Investment risk: EDIT shares are a choice for aggressive strategies. There is growth potential, but the company is heavily dependent on the success of 1-2 projects.
Risks and competition: how to protect capital?
Genome editing remains a field of experimentation, where successes alternate with failures. Competition is not only between CRISPR players, but also from other platforms: RNAi, epigenetic modifications, viral vectors. Major pharmaceutical giants such as Pfizer and Roche are actively investing in their own developments, putting pressure on smaller companies.
Investing through ETFs: ARKG, XBI, and IBB
Not all investors are ready to pick individual stocks. In this case, funds such as ARKG (ARK Genomic Revolution ETF), which includes CRSP, NTLA, BEAM, and VERV, come to the rescue. For broader exposure, XBI (SPDR S&P Biotech ETF) and IBB (iShares Biotechnology ETF) are suitable. These funds allow you to diversify your risks and participate in the sector’s growth.
We recommend reading the article CRISPR and biotech equity investments as a new growth vector to better understand the prospects for genetic technologies and their impact on the capital market.

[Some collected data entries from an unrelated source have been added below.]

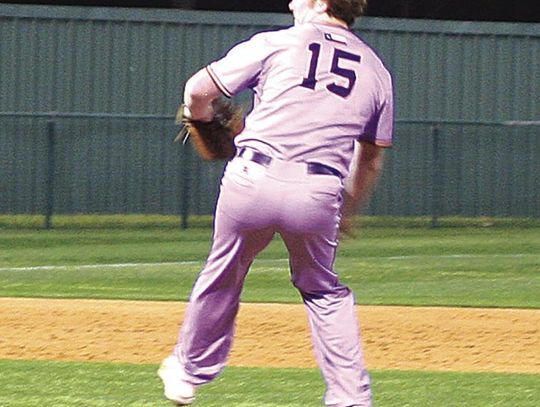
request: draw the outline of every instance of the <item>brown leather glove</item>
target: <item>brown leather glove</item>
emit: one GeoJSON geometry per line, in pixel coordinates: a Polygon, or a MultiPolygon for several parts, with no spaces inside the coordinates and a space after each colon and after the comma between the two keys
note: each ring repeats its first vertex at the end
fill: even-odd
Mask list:
{"type": "Polygon", "coordinates": [[[244,128],[242,109],[223,98],[212,102],[214,117],[209,122],[193,120],[186,115],[185,105],[176,114],[176,123],[182,130],[175,141],[191,139],[195,150],[204,160],[226,160],[234,156],[234,138],[244,128]]]}

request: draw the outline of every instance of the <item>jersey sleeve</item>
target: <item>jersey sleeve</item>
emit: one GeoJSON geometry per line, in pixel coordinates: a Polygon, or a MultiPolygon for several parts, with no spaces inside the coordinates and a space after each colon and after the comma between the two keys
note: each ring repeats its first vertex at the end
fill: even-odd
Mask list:
{"type": "Polygon", "coordinates": [[[394,94],[392,80],[382,86],[377,110],[358,141],[365,141],[379,147],[392,147],[394,134],[394,94]]]}
{"type": "Polygon", "coordinates": [[[206,70],[227,97],[257,84],[264,61],[272,52],[264,33],[234,46],[223,58],[210,63],[206,70]]]}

Genome editing and company shares as an investment choice
The genome editing sector is both highly volatile and has enormous potential. Genome editing and stocks of companies such as CRSP and NTLA have already proven that the technology works, and Beam and Verve could be the next stars of the sector. It is important for investors to diversify their risks and follow news about clinical trials.
These stocks are usually not suitable for short-term speculation — here, those who think 3-7 years ahead will win. Gene technology is developing in leaps and bounds: the testing phase, publication of data, partnerships, or approvals can radically change capitalization in a matter of days. At the same time, the failure of one key study can cause the price to plummet by 30-50%. Therefore, experienced investors use a portfolio approach, combining direct stock purchases with positions in thematic ETFs. Those looking for early-stage technology growth are betting on Beam or Intellia, while CRISPR Therapeutics is already suitable for a moderately conservative portfolio with real sales.
Genome editing is not just biotechnology, it is a philosophy of treatment where disease is eliminated at its root, at the DNA level. This means that investing in this sector is not only a bet on profits, but also on the transformation of medicine as a whole in the coming decades.